While Goddess Laxmi is wooed this season, so are consumers, whose every rupee spent is money earned for many starved industries, given the spate of events that have unfolded this year. Every shop will be giving discounts, be it for electronics or even cars. In such a scenario, it is but natural for us to try and seek deals everywhere and expect everyone selling something to do so at a discounted price. This is a mindless assumption with no sensibility attached to it on our parts, but, it is Diwali and like so many other religious and superstitious things that occur, this, is another ritual so to say.
The real-estate sector, however, has been one of the most hit by the changing economic climate of the world. While prices were a while ago on an all-time high in both residential and commercial areas, with consumers galore, and plenty of people even taking loans to buy property, the cycle seems to have now changed. While the new-found wealth in the nation and our inherent fear of credit eroded, the average home-owners age in the city has fallen from 35 years to just 27. Things were going great for the sector, given the basic economic laws of supply and demand working in its favour, to keep prices up. However, the sector has always had a lot of glaring drawbacks, to say the least, many of these being fundamental in nature. These ranged from complete lack of transparency, high cash transaction component and over-valuation. Now, given the change of tides and fewer people investing in property each passing day, one has been expecting real-estate prices to fall for a while now and stabilise at its true value. All the industry experts have been expecting the same. However, even though barely a few people have been buying property these last few months, very few builders have revised their prices, leaving this entire sector in a state of drudgery.

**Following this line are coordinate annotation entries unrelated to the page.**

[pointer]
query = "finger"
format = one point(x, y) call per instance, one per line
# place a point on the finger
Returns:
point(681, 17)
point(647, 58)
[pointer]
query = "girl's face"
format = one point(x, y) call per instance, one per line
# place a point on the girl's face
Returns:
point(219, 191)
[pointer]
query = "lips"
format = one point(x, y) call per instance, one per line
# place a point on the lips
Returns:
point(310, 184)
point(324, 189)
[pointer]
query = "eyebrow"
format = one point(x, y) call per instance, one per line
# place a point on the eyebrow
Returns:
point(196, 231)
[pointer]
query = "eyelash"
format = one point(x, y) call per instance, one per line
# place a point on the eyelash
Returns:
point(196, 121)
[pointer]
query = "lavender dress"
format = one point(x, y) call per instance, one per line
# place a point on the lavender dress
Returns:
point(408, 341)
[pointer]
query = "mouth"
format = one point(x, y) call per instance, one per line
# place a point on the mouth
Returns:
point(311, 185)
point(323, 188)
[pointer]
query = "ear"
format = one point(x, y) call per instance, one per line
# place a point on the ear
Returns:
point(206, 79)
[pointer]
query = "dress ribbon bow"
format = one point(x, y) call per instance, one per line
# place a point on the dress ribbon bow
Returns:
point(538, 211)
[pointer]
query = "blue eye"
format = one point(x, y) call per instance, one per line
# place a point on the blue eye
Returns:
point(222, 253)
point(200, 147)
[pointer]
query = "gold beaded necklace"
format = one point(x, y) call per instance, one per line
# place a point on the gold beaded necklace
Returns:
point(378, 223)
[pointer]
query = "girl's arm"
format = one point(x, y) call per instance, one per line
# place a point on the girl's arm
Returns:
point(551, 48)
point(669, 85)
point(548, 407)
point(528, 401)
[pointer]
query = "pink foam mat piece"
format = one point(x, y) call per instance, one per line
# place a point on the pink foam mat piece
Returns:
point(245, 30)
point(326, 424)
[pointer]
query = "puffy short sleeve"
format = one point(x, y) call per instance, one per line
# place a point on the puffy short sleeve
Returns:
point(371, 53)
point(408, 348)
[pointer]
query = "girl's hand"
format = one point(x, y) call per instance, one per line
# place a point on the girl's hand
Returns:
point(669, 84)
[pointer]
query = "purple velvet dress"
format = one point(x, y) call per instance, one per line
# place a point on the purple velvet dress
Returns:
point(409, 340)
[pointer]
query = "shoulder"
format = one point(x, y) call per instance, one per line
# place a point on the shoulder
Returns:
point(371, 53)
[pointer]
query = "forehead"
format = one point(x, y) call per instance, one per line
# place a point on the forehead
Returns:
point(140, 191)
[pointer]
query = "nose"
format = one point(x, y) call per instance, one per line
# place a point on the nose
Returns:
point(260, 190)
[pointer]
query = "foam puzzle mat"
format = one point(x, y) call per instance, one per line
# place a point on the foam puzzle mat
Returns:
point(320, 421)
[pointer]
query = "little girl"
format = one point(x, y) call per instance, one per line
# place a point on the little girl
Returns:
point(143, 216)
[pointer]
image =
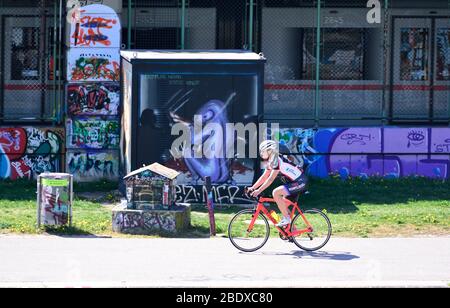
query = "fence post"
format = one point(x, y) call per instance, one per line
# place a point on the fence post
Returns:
point(129, 23)
point(317, 93)
point(250, 26)
point(385, 55)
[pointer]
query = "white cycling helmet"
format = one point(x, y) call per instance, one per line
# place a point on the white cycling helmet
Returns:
point(268, 145)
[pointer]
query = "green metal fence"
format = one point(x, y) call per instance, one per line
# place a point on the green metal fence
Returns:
point(329, 62)
point(367, 62)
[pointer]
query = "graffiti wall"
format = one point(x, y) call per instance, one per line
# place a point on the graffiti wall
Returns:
point(93, 64)
point(26, 151)
point(364, 152)
point(55, 202)
point(222, 194)
point(148, 222)
point(98, 26)
point(93, 98)
point(92, 133)
point(89, 165)
point(93, 90)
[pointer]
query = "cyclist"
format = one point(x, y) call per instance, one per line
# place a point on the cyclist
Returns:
point(288, 178)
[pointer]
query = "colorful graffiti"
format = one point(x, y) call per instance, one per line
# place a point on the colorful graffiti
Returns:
point(147, 222)
point(55, 205)
point(364, 152)
point(93, 99)
point(93, 64)
point(89, 166)
point(94, 30)
point(92, 133)
point(26, 152)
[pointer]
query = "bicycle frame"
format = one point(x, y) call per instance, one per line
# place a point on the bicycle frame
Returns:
point(260, 208)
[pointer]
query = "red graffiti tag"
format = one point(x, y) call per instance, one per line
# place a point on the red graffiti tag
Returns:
point(13, 141)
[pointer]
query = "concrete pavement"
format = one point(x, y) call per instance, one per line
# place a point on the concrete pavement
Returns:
point(51, 261)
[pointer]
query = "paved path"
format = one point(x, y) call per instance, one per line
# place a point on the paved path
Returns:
point(44, 261)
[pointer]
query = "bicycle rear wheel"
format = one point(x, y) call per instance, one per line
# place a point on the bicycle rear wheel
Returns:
point(244, 239)
point(315, 238)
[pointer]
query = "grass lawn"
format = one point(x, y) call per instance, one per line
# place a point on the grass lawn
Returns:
point(356, 208)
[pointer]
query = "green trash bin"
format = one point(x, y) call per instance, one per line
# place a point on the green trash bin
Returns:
point(54, 200)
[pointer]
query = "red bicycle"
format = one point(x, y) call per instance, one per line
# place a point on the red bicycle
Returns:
point(249, 229)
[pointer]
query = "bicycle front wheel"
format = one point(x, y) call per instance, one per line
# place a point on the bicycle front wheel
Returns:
point(312, 238)
point(245, 237)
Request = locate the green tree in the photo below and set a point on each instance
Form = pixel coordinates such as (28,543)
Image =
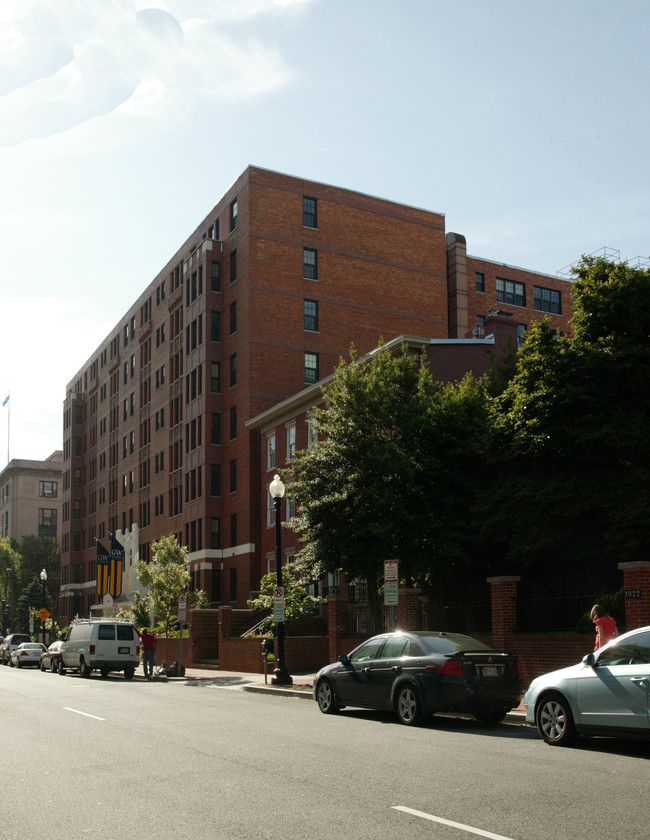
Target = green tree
(167,578)
(297,602)
(393,476)
(574,432)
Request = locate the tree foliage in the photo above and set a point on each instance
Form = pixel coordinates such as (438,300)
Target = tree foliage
(573,431)
(167,578)
(394,474)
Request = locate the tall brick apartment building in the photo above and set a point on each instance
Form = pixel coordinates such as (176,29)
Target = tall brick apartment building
(261,301)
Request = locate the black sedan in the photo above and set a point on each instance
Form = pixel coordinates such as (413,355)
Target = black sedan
(419,673)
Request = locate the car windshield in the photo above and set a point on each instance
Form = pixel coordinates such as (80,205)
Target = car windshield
(451,643)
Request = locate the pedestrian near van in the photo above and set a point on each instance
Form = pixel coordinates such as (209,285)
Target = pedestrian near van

Pankaj Renjhen, managing director, Jones Lang LaSalle Meghraj, Mumbai feels, ?The markets have been going through a period of blues and there are not as many opportunities here as before. Developers are yet to come down from their prices, though in certain areas the prices should crash sooner than the others. There are very little actual sales happening and if one wants to invest in real estate from an investment point of view, doing so in 1BHK flats or studio apartments is better. To buy real estate for personal use, an ideal waiting period should be 6 months before jumping into the fray. 1BHK flats and studio apartments provide good rental opportunities, especially in work centers like Mumbai, Pune, Bengaluru, etc.

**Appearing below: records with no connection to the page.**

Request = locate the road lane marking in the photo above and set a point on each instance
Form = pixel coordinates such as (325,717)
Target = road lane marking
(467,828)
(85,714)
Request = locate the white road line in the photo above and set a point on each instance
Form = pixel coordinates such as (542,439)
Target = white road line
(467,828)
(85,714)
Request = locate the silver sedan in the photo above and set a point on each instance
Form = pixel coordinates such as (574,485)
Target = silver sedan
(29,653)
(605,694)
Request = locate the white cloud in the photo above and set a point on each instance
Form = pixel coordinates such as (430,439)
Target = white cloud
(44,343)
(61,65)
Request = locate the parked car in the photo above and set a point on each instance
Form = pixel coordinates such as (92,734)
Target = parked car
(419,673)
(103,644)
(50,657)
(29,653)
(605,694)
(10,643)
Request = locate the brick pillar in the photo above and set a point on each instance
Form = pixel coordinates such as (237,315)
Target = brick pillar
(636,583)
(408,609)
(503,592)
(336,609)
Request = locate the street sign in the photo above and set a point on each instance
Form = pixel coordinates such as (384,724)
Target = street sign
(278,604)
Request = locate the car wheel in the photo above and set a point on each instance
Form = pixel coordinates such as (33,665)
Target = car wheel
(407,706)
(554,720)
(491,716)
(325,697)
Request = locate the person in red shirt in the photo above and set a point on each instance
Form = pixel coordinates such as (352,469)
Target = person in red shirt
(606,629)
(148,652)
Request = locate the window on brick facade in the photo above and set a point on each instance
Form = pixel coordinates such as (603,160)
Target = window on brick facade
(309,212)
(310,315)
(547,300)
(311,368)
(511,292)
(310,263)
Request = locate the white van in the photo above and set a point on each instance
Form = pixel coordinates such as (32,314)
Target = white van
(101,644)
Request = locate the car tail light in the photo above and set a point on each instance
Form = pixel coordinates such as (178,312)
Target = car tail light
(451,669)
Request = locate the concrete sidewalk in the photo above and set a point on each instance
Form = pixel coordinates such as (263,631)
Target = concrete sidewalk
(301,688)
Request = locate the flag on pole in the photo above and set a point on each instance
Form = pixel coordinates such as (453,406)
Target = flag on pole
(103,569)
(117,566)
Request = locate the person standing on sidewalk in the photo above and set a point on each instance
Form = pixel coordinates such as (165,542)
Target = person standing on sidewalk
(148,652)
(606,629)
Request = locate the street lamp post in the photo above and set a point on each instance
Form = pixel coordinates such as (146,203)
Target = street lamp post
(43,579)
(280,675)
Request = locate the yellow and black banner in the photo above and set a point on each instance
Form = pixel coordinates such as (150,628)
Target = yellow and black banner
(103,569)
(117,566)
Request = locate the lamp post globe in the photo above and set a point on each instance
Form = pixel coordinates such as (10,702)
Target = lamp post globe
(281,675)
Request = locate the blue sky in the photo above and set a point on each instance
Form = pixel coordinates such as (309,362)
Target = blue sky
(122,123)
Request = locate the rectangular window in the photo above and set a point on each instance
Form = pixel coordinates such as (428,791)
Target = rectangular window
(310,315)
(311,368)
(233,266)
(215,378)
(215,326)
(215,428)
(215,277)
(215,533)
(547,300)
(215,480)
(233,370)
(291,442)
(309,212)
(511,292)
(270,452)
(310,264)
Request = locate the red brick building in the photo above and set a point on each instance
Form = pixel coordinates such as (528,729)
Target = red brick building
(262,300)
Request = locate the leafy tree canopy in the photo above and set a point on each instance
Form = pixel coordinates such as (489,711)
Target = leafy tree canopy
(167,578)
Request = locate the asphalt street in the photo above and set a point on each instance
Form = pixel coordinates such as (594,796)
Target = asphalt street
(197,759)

The prices have been moving up for rent and the demand is still steady here. Developers are also offering incentives like paying the stamp duty, registration fees and even giving free parking space to investors who are looking to purchase now, at the current prices. These incentives may or may not be available post the Diwali season. So if one has to buy property now, make use of these value additions. However, those who can hold on for another 6 months or at least wait till January or February, when the prices should correct themselves, should do so. For those keen on investing in Diwali, they have these incentives to make use of or should invest in smaller 1BHK and studio apartments.?
With reports confirming the fact that real-estate is not at its best currently and may worsen, freebies is the way they have chosen to go for now. They are very reluctant to slash prices yet. So instead, things ranging from free trips to Switzerland, free parking lots, stamp and registration fees being paid for, an offer to pay a part of the EMI and discounts on furniture and electronics, are all being used to lure customers in. This is a big surprise from what has happened over the years, when during the festive season, real estate prices would stiffen due to the surge in demand. Some developers have tied up with banks in an arrangement that if the customer takes a loan from this bank/s to purchase the house, they should be given a loan of up to 90% of the cost. Such an occurrence is rare and this is another innovative incentive being offered.